This document guides you through the different authentication and configuration options for Tailscale with TSDProxy. For a quick comparison of authentication methods, see Authentication Methods.

Authentication Methods

TSDProxy supports three authentication methods with Tailscale: OAuth, OAuth (manual), and AuthKey.

OAuth

Prerequisites

  1. Generate an OAuth client at https://login.tailscale.com/admin/settings/oauth.
  2. Under Scopes, enable the required permissions:
    • Devices/Core: write (to create and manage Tailscale machines)
    • Keys/Auth Keys: write (to generate single use keys for services)
    • General/Services: write (only needed for services/VIP mode)
    • Policy/ACL: read (to verify ACL tags are configured)
    • Policy/ACL: write (optional — needed when autoProvisionAcl: true)
  3. Define tags for services. Tags can be defined in the provider, applying to all services.

Important

All auth keys created from an OAuth client require tags.

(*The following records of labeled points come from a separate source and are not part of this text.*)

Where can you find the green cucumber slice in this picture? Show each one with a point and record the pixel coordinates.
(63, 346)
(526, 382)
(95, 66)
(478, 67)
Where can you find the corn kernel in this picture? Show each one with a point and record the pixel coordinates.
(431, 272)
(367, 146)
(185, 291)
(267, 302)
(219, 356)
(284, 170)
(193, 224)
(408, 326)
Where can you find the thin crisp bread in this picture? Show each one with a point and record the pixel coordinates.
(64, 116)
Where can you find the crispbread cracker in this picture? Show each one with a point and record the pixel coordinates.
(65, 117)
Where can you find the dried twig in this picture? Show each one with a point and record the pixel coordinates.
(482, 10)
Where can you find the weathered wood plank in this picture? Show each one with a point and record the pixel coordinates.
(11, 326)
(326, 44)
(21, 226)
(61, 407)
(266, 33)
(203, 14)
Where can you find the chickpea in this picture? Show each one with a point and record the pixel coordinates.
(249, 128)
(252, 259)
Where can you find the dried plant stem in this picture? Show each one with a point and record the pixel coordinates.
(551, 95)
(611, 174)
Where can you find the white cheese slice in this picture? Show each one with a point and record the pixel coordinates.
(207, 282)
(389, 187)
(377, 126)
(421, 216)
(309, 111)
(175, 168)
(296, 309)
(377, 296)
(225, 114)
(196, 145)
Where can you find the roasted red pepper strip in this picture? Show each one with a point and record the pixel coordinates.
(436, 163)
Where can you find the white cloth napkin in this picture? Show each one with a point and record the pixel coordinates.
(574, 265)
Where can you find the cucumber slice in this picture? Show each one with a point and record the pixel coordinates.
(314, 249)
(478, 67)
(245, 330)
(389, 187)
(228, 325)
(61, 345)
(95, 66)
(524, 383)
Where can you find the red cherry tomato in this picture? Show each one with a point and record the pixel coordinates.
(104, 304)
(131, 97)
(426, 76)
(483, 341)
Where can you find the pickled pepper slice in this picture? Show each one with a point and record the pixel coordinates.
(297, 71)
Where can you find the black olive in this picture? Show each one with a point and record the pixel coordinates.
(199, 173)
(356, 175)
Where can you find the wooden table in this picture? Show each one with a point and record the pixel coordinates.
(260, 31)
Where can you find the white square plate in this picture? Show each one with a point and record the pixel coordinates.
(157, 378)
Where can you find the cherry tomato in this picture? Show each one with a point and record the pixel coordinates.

This is a Tailscale requirement.

Configuration

Add the OAuth client credentials to the TSDProxy configuration:

/config/tsdproxy.yaml
tailscale:
  providers:
    default:
      clientId: "your_client_id"
      clientSecret: "your_client_secret"
      tags: "tag:example" # Optional if tags are defined in each proxy

Tip

To avoid hardcoding clientId and clientSecret in the config file, you can set them via environment variables instead. See Environment Variables for details on TSDPROXY_TAILSCALE_<NAME>_CLIENTID and TSDPROXY_TAILSCALE_<NAME>_CLIENTSECRET.

Restart

Restart TSDProxy to apply the changes.

Tip

If the proxy fails to authenticate after restarting, check the error logs. Ensure the tags are correct and the OAuth client is enabled.

OAuth (Manual)

Disable AuthKey

OAuth authentication mode is enabled when no AuthKey is set in the Tailscale provider configuration:

/config/tsdproxy.yaml
tailscale:
  providers:
    default:
      authKey: ""
      authKeyFile: ""

The proxy will wait for authentication with Tailscale during startup.

Dashboard

Access the TSDProxy dashboard (e.g., http://192.168.1.1:8080).

Authentication

Click on the proxy with “Authentication” status.

Tip

If “Ephemeral” is set to true, authentication is required at each TSDProxy restart.

AuthKey

Generate AuthKey

  1. Go to https://login.tailscale.com/admin/settings/keys.
  2. Click “Generate auth key”.
  3. Add a description.
  4. Enable “Reusable”.
  5. Add tags if needed.
  6. Click “Generate key”.

Warning

If tags are added to the key, all proxies initialized with the same AuthKey will receive the same tags. To use different tags, add a new Tailscale provider to the configuration.

Configuration

Add the AuthKey to the TSDProxy configuration:

/config/tsdproxy.yaml
tailscale:
  providers:
    default:
      authKey: "YOUR_GENERATED_KEY_HERE"
      authKeyFile: ""

Restart

Restart TSDProxy to apply the changes.

Funnel

In addition to configuring TSDProxy to enable Funnel, you need to grant permissions in the Tailscale ACL. See Troubleshooting for more details. Also read Tailscale’s Funnel documentation for requirements and limitations.

Tags

  • Tags are required for OAuth authentication.
  • Tags only work with OAuth authentication.
  • Tags can be configured in the provider or service.
  • If tags are defined in the provider, they apply to all services.
  • If tags are defined in the service, provider tags are ignored.

ACL Auto-Provisioning

When using OAuth authentication with tags, those tags must exist in your Tailscale ACL tagOwners or the proxy will fail to authenticate. Similarly, Funnel requires the funnel node attribute in your ACL nodeAttrs.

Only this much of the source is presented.